Blood spurted into the air and rained down upon me freshly caulked deck. It was to be that kind of day. The sort of day where cutlasses flash in the sun and cannons boom in your ears. For too long we’d been playfully raiding the ships that left the port of Scuppenthorpe-on-Sea and had grown negligent of our security. As we lay in wait for yet another boat-ful o’ jewellery and fancy bread Admiral Kneehorn’s fleet snuck upon us from behind a used whale.
They quite spoiled me morning with their aggressive pre-coffee behaviour. Kneehorn was still smarting from the last slappin’ we gave him when we’d come across his flagship in dry dock for a barnacle-shaving. We’d been quick to bare our rears and waggle ’em fiercely. We followed that up with a volley of grape shot. Little harm was done but the affront had festered in his breast.
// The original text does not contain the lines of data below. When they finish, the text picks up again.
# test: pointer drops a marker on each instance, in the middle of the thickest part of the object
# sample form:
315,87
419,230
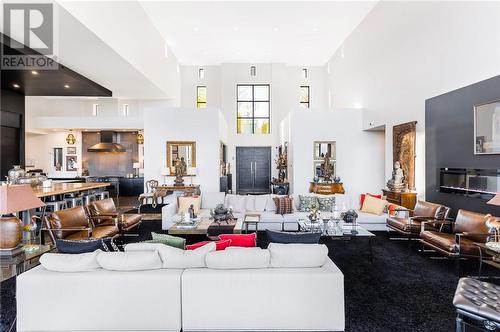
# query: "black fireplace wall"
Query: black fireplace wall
11,130
449,141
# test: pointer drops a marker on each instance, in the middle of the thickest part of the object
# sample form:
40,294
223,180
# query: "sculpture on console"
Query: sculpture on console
397,181
327,170
281,166
180,171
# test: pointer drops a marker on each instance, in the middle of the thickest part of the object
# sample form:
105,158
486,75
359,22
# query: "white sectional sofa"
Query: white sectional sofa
284,287
264,205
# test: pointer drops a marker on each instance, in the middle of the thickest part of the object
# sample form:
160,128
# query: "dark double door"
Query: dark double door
253,170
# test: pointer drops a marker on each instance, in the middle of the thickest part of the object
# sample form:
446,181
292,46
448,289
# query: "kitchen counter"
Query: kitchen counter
65,188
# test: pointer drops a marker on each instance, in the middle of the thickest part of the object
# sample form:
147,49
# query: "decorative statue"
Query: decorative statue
327,169
180,170
396,183
281,166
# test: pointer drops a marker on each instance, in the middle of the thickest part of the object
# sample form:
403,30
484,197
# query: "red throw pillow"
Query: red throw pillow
362,198
240,240
219,245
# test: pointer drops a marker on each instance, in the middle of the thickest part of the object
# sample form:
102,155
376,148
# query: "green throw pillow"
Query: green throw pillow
169,240
326,204
307,202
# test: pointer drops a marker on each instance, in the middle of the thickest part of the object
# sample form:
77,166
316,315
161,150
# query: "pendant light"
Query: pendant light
70,139
140,138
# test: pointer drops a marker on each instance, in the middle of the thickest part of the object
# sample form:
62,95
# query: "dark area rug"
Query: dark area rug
402,290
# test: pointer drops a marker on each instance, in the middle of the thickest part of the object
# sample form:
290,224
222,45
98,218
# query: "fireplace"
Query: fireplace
470,182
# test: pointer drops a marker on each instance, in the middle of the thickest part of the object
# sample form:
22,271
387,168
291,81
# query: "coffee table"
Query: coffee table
13,265
201,228
348,232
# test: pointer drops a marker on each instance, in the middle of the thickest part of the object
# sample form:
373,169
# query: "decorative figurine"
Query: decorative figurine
327,170
396,183
180,170
281,166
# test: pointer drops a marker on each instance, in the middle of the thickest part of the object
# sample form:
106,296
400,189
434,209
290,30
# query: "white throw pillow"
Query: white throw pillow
237,202
297,255
129,261
175,258
241,258
260,202
250,203
70,262
210,200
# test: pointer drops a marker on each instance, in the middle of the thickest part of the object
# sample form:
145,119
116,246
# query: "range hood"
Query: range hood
108,143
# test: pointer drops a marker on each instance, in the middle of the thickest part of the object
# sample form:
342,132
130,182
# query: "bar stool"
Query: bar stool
55,206
89,198
74,201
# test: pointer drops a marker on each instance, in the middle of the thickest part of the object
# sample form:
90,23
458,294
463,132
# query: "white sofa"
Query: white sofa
269,218
238,289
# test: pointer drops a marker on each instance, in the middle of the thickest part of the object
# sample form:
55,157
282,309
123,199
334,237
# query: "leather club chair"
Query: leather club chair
74,224
104,211
469,228
410,226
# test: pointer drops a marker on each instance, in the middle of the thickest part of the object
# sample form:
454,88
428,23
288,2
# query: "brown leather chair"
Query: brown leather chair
105,212
469,228
411,224
74,224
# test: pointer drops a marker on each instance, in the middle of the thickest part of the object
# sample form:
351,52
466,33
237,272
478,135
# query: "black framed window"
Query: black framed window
201,96
253,109
305,96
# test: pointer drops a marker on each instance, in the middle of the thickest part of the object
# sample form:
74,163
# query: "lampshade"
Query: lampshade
495,200
70,139
15,198
165,171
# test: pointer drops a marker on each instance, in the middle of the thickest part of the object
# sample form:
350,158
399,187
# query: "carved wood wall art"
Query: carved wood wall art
403,149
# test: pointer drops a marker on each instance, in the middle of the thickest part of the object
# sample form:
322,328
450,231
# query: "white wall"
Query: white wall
359,155
183,124
39,147
406,52
285,82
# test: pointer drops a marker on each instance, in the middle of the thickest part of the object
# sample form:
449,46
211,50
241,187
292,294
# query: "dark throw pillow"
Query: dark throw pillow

Three ships were all he’d sent for us. Calling ’em a fleet’s pushing the term somewhat but “a gaggle o’ boats” sounds less impressive. We were outnumbered and we lost a few moments debating the odds (not bad we reckoned). On our side was wit, skill and underhandedness (I’m never sure when to end such a term).
We punted ourselves past them and into a convenient fog bank as The Gilded Helmet, Kneehorn’s second favourite ship opened fire with her port cannons. They shredded the fog and smashed through the banisters young Fingerpickle’d spent hours painting. I’m sure it was the disappointment rather than the foot-long splinters that brought tears to his eyes.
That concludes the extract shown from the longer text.